La sacralità dei Mamutzones è testimoniata dalla cantilena da questi tradizionalmente recitata mentre inseguono i bambini del paese: "S'Ocru mannu piludu non timet a nissunu, solu du Deus mannu, s'Ocru mannu corrudu..." (L'Orco grande peloso non teme nessuno, solo il grande Iddio, l'Orco grande cornuto...).
Il Carnevale di Santu Lussurgiu è caratterizzato dalla corsa a pariglie detta "Sa Carrela 'e nanti" ("strada che si trova davanti": la corsa ha preso il nome della via dove tradizionalmente si svolge l'evento, un tempo strada principale, oggi via Roma). Tra le più spericolate e spettacolari dell'isola, la corsa dei cavalli di Santu Lussurgiu chiama intorno a sé l'intera comunità: non vi è solo lo spettacolo offerto dalle audaci acrobazie equestri, ma anche la partecipazione della folla che in massa si apre un attimo prima dell'arrivo dei cavalli in corsa per richiudersi subito dopo il loro passaggio.
Le tradizioni equestri, come Sa Carrela 'e nanti, sono molto antiche, risalgono ai tempi dei Giudici di Arborea e dei viceré spagnoli che incrementarono l'allevamento razionale dei cavalli, tanto da ottenere razze speciali per le corse.
Nelle corse a pariglia che si svolgono durante il Carnevale a Santu Lussurgiu, i cavalieri mostrano una grande abilità equestre e molta compostezza, come impongono le regole di questo genere di manifestazione che ha origini nelle esercitazioni e nelle tradizioni delle cavallerie leggere.
La maschera principale del carnevale di Sarule è "sa Maschera a Gattu", che porta "duos oddes", le due gonne del costume tradizionale indossate al rovescio per nascondere i ricami e garantire l'anonimato, una copertina bianca sulla testa come simbolo della nascita, un velo nero davanti al viso come emblema della morte, e una fascia rossa intorno al capo per simboleggiare il matrimonio.

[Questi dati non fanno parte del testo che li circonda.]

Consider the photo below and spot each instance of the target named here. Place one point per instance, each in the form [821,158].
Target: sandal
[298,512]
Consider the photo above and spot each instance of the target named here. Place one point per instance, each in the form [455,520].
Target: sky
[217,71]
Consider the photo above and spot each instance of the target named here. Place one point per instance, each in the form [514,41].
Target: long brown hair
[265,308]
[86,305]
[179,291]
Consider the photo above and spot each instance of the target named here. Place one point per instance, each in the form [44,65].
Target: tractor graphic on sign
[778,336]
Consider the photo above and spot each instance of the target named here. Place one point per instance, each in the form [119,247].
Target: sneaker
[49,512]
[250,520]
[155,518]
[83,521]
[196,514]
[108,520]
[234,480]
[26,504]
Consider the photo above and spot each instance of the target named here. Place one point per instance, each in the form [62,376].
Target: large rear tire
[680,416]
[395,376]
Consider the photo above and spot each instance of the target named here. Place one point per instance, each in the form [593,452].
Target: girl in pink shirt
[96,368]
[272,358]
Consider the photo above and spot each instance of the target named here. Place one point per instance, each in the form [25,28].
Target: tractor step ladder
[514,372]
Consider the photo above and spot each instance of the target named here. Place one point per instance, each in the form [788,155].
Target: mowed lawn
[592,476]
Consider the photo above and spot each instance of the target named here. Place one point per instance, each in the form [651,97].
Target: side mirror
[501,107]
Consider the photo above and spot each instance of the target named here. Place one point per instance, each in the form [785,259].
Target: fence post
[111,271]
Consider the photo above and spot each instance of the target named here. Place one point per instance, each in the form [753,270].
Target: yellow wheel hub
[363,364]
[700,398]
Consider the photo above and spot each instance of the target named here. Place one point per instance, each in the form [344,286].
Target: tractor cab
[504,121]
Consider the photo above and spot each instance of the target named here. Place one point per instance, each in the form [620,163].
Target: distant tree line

Con la scelta degli indumenti usati, "sa Maschera a Gattu" perpetua simbolicamente riti agrari di morte e rinascita della natura diffusi nel mondo antico mediterraneo, tra questi i rituali dionisiaci.
Il carnevale di Tempio comincia il giovedì grasso con l'entrata trionfale in città del Re Giorgio, rappresentato da un fantoccio. La domenica si celebra il matrimonio tra Re Giorgio e la popolana Mannena, di solito abbigliata in modo audace; come vuole la tradizione, Mannena darà al re un figlio che sarà Re Giorgio per il successivo carnevale. La sfilata dei carri allegorici del carnevale tempiese ha luogo per la prima volta nel 1956. Il personaggio principale è "Giorgio", un tempo chiamato Jolgliu Puntogliu, oggi invece "Sua Maestà Re Giorgio" che rappresenta il potere in tutte le sue forme.